Gryfonka otworzyła szeroko oczy,
lecz pamiętając o obietnicy uśmiechnęła się do kobiety.
-Jego żoną- przyznała.
-Och tak się cieszę!- zawołała-
Nareszcie Severusie znalazłeś sobie kogoś!
-Tak- mruknął Snape z niechęcią.
-A teraz usiądźcie i powiedzcie mi
co was do mnie sprowadza- poprosiła i spojrzała ostro na czarnookiego – I
nie kłam!
-Niedobitki Śmierciożerców nas
szukają- odpowiedział.
-Tu jesteście bezpieczni-
uśmiechnęła się do Hermiony- Muszę wyjść , mam spotkanie komitetu , który
organizuje bal na moją część!
-Jak zwykle jesteś tam niezbędna-
prychnął Snape.
-Oczywiście skarbie- zaśmiała
się kobieta- Opiekuj się żoną, widzimy się niedługo!

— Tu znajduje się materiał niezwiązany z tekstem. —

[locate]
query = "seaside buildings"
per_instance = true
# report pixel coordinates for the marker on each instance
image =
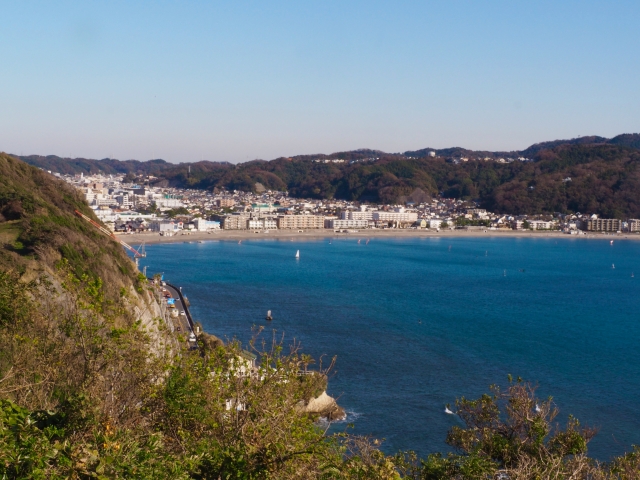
(604, 225)
(129, 207)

Gdy zostali sami , Hermiona
spojrzała na mężczyznę.
-Co to miało być?- zapytała.
-Chodź- warknął, nie mając wyjścia
ruszyła za nim.
Gdy znaleźli się w jak się domyślała
jej sypialni , Snape odchrząknął.
-Ten dom należy do mojej ciotki,
siostry mojej babki, jest ona cholernie surowa, nie daj zwieść się jej miłemu
zachowaniu, zdążyła cię już ocenić, lecz wracając do rzeczy, tylko tu jesteśmy
bezpieczni, a że moja droga ciotka Lukrecja nie przyjmuje do wiadomości , żeby
kobieta i mężczyzna bez ślubu przebywali sam na sam dłużej niż godzinę, musimy
się pobrać- dokończył wzruszając ramionami.

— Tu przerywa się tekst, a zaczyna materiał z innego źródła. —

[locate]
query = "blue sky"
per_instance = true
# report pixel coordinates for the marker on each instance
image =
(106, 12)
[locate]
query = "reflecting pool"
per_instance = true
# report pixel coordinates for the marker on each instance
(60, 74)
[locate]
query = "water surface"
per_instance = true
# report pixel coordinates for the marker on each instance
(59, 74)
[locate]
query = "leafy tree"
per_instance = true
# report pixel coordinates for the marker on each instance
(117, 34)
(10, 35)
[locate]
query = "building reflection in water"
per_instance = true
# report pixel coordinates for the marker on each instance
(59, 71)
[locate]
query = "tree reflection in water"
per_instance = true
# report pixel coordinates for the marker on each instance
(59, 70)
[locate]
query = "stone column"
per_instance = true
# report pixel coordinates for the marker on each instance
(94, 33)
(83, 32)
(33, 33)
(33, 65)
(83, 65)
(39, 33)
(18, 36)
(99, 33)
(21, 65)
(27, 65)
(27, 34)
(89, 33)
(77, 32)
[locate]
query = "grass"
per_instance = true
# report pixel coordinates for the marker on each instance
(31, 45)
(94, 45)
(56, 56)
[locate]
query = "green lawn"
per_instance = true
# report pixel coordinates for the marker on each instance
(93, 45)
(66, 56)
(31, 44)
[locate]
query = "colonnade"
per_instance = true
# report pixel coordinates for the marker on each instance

-Musimy być małżeństwem?- powtórzyła
zaskoczona- I co teraz zrobimy?
-Wyjdziesz za mnie Granger- powiedział
głosem nieznoszącym sprzeciwu- Nie mam zamiaru zginąć, przez twoje widzi mi
się!
-Ale to jest małżeństwo!-
wykrzyknęła- Związek na całe życie!
-Twoje poglądy mnie nie obchodzą-
przerwał jej- Przygotuj się do ceremonii!

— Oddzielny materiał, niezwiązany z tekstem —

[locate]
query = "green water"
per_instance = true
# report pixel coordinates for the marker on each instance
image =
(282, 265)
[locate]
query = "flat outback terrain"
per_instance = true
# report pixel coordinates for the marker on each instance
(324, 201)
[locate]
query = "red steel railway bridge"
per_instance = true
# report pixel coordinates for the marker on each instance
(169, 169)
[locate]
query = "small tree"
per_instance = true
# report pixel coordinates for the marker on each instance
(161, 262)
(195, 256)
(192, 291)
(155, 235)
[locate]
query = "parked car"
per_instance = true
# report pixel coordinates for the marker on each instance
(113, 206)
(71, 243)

-Ale…- zaczęła, lecz jego już nie
było, westchnęła i spojrzała na zamknięte drzwi- Nie tak wyobrażałam sobie swój
ślub- wyszeptała ze smutkiem.
Usiadła na łóżku i zapatrzyła się w
okno.
Obiecała sobie, że nie wyjawi swoich
uczuć Mistrzowi Eliksirów, ale może w takim razie powinna to zrobić?
-Granger masz dziesięć minut , zaraz
przyjdzie Dumbledore udzielić nam ślubu!- krzyknął z dołu- Pośpiesz się!
-Nie powiem mu- zdecydowała
wyciągając miniaturkę kufra , powiększyła go i wyciągnęła sukienkę którą mama
kupiła jej na bal rok temu, była kremowa, więc nadawała się na suknie ślubną.
Rozpuściła włosy i oglądnęła się w
lustrze.
-Wyglądam… ładnie- stwierdziła i
ruszyła do salonu.
Snape na jej widok, wydawał się
zdziwiony, lecz zaraz przyjął maskę obojętności i w milczeniu czekali na dyrektora.
Ceremonia była krótka, Dumbledore
ogłosił ich mężem i żoną, po czym szybko się pożegnał, śpiesząc się na
spotkanie Zakonu. Snape ruszył z nim, więc Hermiona została sama.
-Gratuluje Hermiono- wyszeptała z
goryczą- Właśnie zostałaś żoną , mężczyzny który nawet cię nie lubi.
Westchnęła smutno i ruszyła do
sypialni.
Rozebrała się i położyła. Nie
wiedziała co mogłaby teraz robić.
Na spotkanie Zakonu, nie mogła iść,
mieli się zjawić tylko najważniejsi członkowie, domu nie chciała zwiedzać sama,
nie miała ochoty nawet czytać książki!
A dlaczego? Odpowiedź była prosta…
przed chwilą została żoną Severusa Snape’a, a ten kretyn nawet jej nie
pocałował! Nie żeby spodziewała się jakichkolwiek uczuć z jego strony, ale
chociaż głupi pocałunek!
Po dwóch godzinach bezczynnego
wpatrywania się w sufit usłyszała kroki złośliwego mężusia na schodach, wstała
szybko i gwałtownie otworzyła drzwi.
-Witam- powiedziała słodkim głosem.
-Granger czemu nie śpisz?- warknął
zdziwiony.
-Może dlatego, że nadal czekam na
jedną rzecz!
-Niby na co?- prychnął.
Hermiona przewróciła oczami,
podeszła do niego i pocałowała namiętnie, po chwili oderwała się od niego.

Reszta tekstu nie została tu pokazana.